The teacher wheeled a big old B&W TV into my 3rd grade classroom so we could see the reentry and splashdown of Apollo 13.
Damn, the cheering when we saw the parachutes.
I know the stakes and risks a lot more now. Nerve wracking.
The teacher wheeled a big old B&W TV into my 3rd grade classroom so we could see the reentry and splashdown of Apollo 13.
Damn, the cheering when we saw the parachutes.
I know the stakes and risks a lot more now. Nerve wracking.
Cameras and chase plans more advanced now then in the early 70s.
So we get to see the capsule free-falling, waiting for the parachutes to deploy.
That was nerve-wracking.
We watched the Apollo 11 moon landing sitting on the lawn outside of a guest lodge looking at a TV sitting in a window facing out at sleep-away camp.
I was a preteen at the time, very much into the space program since Mercury.

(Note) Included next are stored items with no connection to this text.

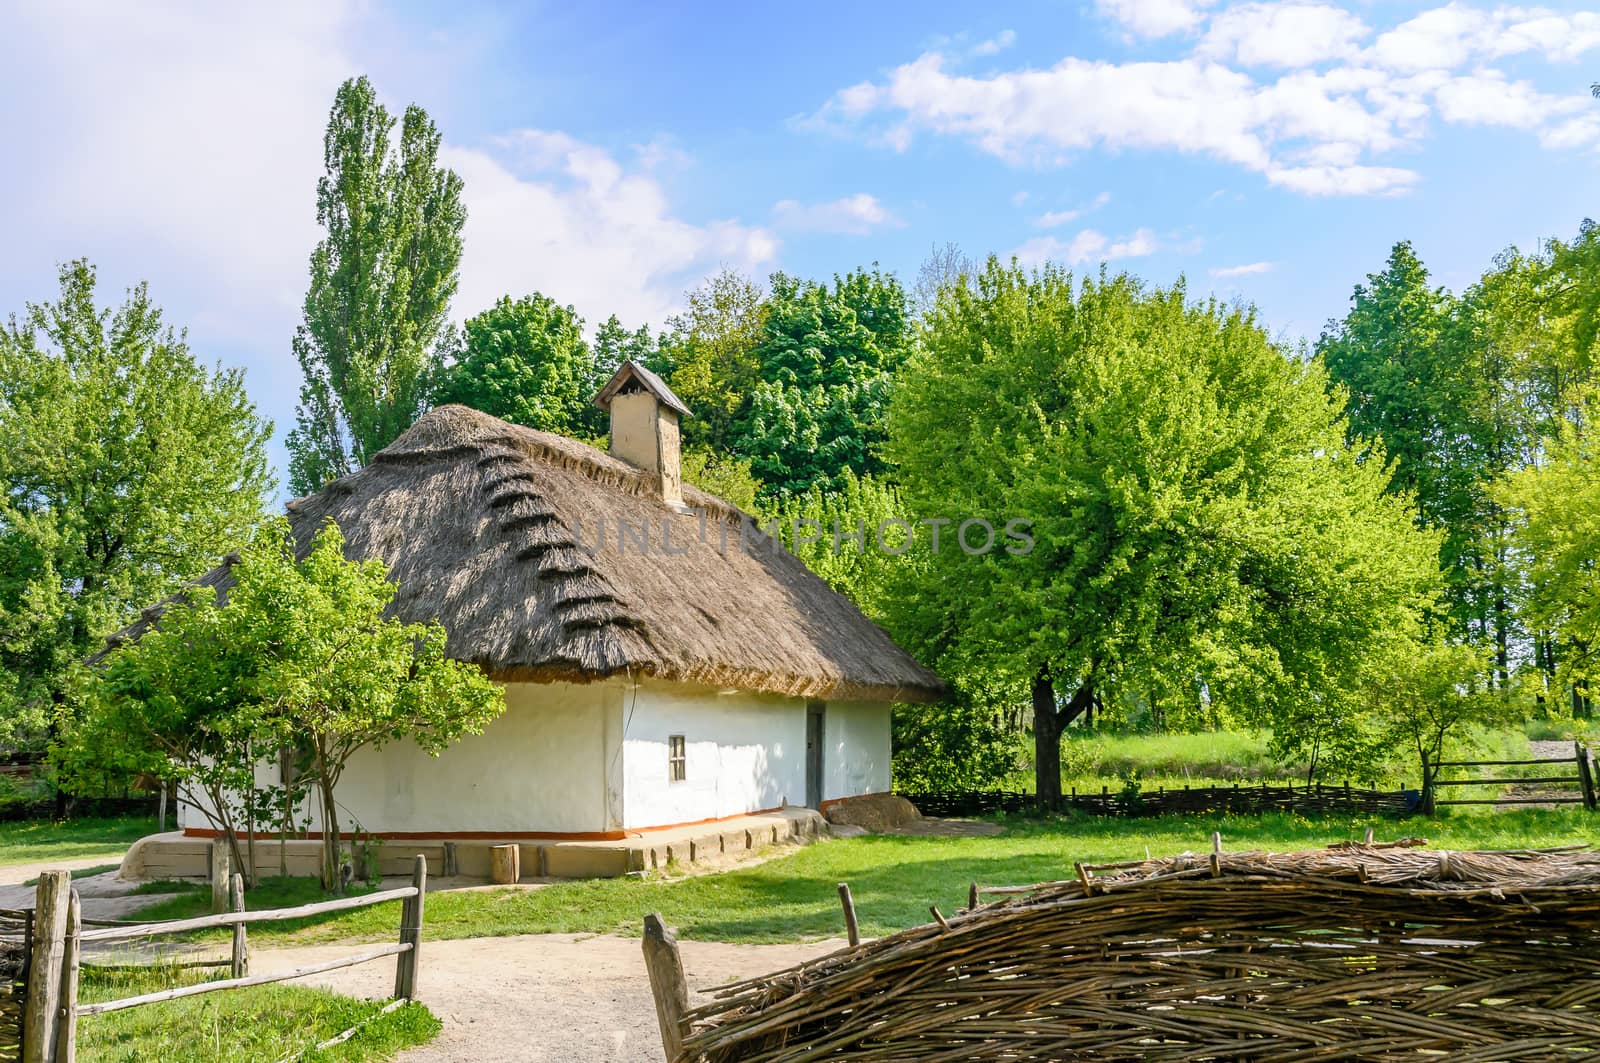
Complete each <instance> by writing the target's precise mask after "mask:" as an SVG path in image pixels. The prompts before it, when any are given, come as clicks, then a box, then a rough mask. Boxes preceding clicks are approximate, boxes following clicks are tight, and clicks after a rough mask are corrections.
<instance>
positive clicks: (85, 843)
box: [0, 816, 155, 868]
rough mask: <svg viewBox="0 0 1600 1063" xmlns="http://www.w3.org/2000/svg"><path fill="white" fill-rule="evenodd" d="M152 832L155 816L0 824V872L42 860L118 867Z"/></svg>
mask: <svg viewBox="0 0 1600 1063" xmlns="http://www.w3.org/2000/svg"><path fill="white" fill-rule="evenodd" d="M154 832H155V816H112V818H104V820H67V821H64V823H53V821H50V820H16V821H11V823H0V868H11V866H16V864H26V863H42V861H46V860H98V861H102V863H118V861H120V860H122V855H123V853H125V852H128V847H130V845H133V844H134V842H136V840H139V839H141V837H144V836H146V834H154Z"/></svg>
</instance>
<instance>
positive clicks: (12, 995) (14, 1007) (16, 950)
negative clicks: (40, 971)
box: [0, 908, 34, 1063]
mask: <svg viewBox="0 0 1600 1063" xmlns="http://www.w3.org/2000/svg"><path fill="white" fill-rule="evenodd" d="M32 927H34V913H32V911H29V909H26V908H24V909H10V908H0V1063H14V1061H16V1060H21V1058H22V1002H24V999H26V996H27V956H29V949H30V945H32Z"/></svg>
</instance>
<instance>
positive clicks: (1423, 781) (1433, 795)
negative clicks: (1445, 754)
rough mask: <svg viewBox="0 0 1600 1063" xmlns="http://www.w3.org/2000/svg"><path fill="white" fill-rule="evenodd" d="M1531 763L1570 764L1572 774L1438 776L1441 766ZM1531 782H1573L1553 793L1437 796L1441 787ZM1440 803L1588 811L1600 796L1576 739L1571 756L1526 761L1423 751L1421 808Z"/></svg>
mask: <svg viewBox="0 0 1600 1063" xmlns="http://www.w3.org/2000/svg"><path fill="white" fill-rule="evenodd" d="M1533 765H1563V767H1565V765H1573V768H1574V772H1573V775H1490V776H1466V778H1437V776H1438V772H1440V770H1443V768H1520V767H1533ZM1531 783H1546V784H1570V783H1576V784H1578V789H1576V791H1574V792H1552V794H1526V792H1523V794H1515V796H1509V797H1507V796H1506V794H1502V792H1498V794H1494V796H1493V797H1450V799H1440V797H1438V788H1442V786H1526V784H1531ZM1440 805H1582V807H1584V808H1587V810H1589V812H1595V810H1600V799H1597V794H1595V767H1594V757H1592V756H1590V752H1589V748H1587V746H1584V744H1582V743H1579V741H1574V743H1573V756H1570V757H1533V759H1528V760H1434V762H1429V759H1427V754H1422V808H1424V810H1426V812H1427V813H1432V812H1434V810H1435V808H1438V807H1440Z"/></svg>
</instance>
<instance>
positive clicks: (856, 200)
mask: <svg viewBox="0 0 1600 1063" xmlns="http://www.w3.org/2000/svg"><path fill="white" fill-rule="evenodd" d="M773 221H774V224H778V226H779V227H782V229H797V231H802V232H843V234H848V235H866V234H869V232H872V231H874V229H883V227H891V226H901V224H904V223H901V219H899V218H896V216H894V215H891V213H890V211H888V208H885V207H883V203H880V202H878V199H877V197H875V195H869V194H866V192H856V194H854V195H845V197H842V199H837V200H830V202H827V203H802V202H798V200H779V202H778V203H774V205H773Z"/></svg>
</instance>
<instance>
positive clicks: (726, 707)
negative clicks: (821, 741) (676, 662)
mask: <svg viewBox="0 0 1600 1063" xmlns="http://www.w3.org/2000/svg"><path fill="white" fill-rule="evenodd" d="M622 725H624V730H626V738H624V740H622V794H624V796H622V807H624V812H626V815H624V818H626V823H627V828H629V829H642V828H650V826H666V824H669V823H698V821H701V820H720V818H723V816H736V815H742V813H746V812H755V810H760V808H778V807H781V805H784V804H803V802H805V701H798V700H795V698H784V696H778V695H760V693H747V692H742V690H741V692H733V693H718V692H717V690H710V688H699V687H677V685H667V684H642V685H638V687H635V688H634V690H630V692H627V693H624V695H622ZM672 735H683V740H685V752H686V765H685V767H686V778H685V780H683V781H682V783H674V781H670V780H669V775H667V738H669V736H672Z"/></svg>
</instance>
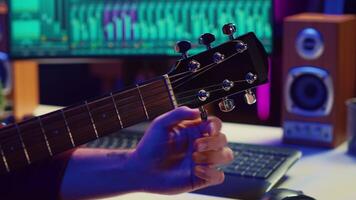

I would bring a small(ish) transistor radio to grade school with an earphone that I would snake up my sleeve so I could surreptitiously listen to the launches. No way my teachers didn't know; fortunately they were happy to pretend they didn't.
Nerves wracking, especially since in the prior uncrewed test the heat shield failed with holes burnt in the shield material and the metal bolts melted.